Réfugiés de la guerre: Elle ne veut pas changer le statut S des Ukrainiens
Publié

Réfugiés de la guerreElle ne veut pas changer le statut S des Ukrainiens

L’UDC et certains à droite demandent que le statut S soit supprimé pour les Ukrainiens qui vivent à l’ouest du pays. Pas question pour Karin Keller-Sutter.

par
Eric Felley
Pour Karin Keller-Sutter, il est prématuré de restreindre l’accès au statut S en l’état actuel du conflit en Ukraine.

Pour Karin Keller-Sutter, il est prématuré de restreindre l’accès au statut S en l’état actuel du conflit en Ukraine.

DR

Depuis quelque temps, l’UDC et certains parlementaires à Berne demandent que la Confédération revoie le statut S octroyé aux réfugiés de la Guerre Ukraine. La principale raison serait que la situation a changé sur le terrain depuis que les troupes russes ont fait marche arrière et se sont concentrées dans l’Est et le sud.

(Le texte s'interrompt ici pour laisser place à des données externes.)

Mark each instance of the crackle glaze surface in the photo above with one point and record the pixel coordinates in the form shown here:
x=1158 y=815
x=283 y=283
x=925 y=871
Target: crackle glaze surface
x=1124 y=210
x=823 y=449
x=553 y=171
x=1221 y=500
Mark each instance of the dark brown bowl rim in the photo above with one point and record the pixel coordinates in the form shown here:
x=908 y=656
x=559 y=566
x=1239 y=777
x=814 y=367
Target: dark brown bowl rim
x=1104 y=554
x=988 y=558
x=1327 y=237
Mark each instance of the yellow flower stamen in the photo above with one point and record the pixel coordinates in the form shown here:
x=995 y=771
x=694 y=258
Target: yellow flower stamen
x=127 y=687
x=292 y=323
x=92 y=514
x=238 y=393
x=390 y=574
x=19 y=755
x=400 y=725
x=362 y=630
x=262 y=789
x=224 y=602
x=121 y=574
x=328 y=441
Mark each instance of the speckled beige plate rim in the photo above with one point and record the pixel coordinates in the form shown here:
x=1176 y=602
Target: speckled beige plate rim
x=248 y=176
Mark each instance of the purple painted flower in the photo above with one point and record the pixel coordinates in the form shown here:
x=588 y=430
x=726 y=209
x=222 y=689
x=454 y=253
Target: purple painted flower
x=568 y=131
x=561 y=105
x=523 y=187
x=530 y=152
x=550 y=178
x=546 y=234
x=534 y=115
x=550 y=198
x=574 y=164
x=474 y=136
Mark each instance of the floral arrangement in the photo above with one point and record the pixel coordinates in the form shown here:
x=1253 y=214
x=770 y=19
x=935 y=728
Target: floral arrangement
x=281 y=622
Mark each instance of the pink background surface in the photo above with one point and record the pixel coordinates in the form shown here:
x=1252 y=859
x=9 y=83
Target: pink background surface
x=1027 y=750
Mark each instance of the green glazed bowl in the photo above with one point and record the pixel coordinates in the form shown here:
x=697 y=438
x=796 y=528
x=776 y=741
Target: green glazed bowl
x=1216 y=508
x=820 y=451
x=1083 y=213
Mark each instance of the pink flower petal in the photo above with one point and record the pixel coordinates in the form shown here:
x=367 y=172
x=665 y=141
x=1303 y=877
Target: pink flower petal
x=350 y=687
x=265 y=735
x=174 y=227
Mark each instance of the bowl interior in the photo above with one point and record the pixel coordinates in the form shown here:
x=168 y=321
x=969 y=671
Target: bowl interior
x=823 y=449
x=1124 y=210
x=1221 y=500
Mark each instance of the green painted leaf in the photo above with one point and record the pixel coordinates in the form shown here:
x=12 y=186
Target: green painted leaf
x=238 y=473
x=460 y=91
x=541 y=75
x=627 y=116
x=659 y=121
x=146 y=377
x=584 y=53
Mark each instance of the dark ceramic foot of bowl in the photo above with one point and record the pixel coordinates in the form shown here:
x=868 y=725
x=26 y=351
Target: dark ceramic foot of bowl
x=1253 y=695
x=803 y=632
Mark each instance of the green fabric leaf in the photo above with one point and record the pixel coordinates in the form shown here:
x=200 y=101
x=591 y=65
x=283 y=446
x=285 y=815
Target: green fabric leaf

«Le reste du pays demeure attaqué»

Vendredi dernier, Karin Keller-Sutter, lors d’une conférence de presse à Berne, a balayé cette proposition faite au Parlement par la conseillère nationale Martina Bircher: «Je ne comprends pas sur quelle analyse se base cette idée, a-t-elle déclaré, citée par «Le Temps». Tous les jours, en lisant le bulletin du Service de renseignement de la Confédération, je vois où tombent les bombes. Récemment la ville de Lviv, bien qu’à l’ouest de l’Ukraine, a été victime d’un bombardement. Même si la guerre est la plus extrême à Marioupol et dans le Donbass à l’est, le reste du pays reste attaqué.»

Pas question de se montrer plus restrictif

La cheffe du Département de justice et police a également précisé: «Tous les Ukrainiens peuvent voyager dans l’espace Schengen sans visa pendant 90 jours. Allons-nous les attraper au bout de ce laps de temps et les refouler?» Selon elle, il est «inconcevable» que la Suisse prenne à l’heure actuelle des mesures plus restrictives, notamment en rapport avec la politique de l’Union européenne.

Le droit de retourner pour voir…

Enfin, les réfugiés de la guerre en Ukrainiens doivent avoir le droit de retourner dans leur pays afin de se faire une idée de la situation et visiter leur famille: «Mais s’ils restent trop longtemps, le statut S leur sera retiré.» La durée de séjour autorisée serait au maximum de quinze jours, mais ce n’est pas encore fixé par la Confédération.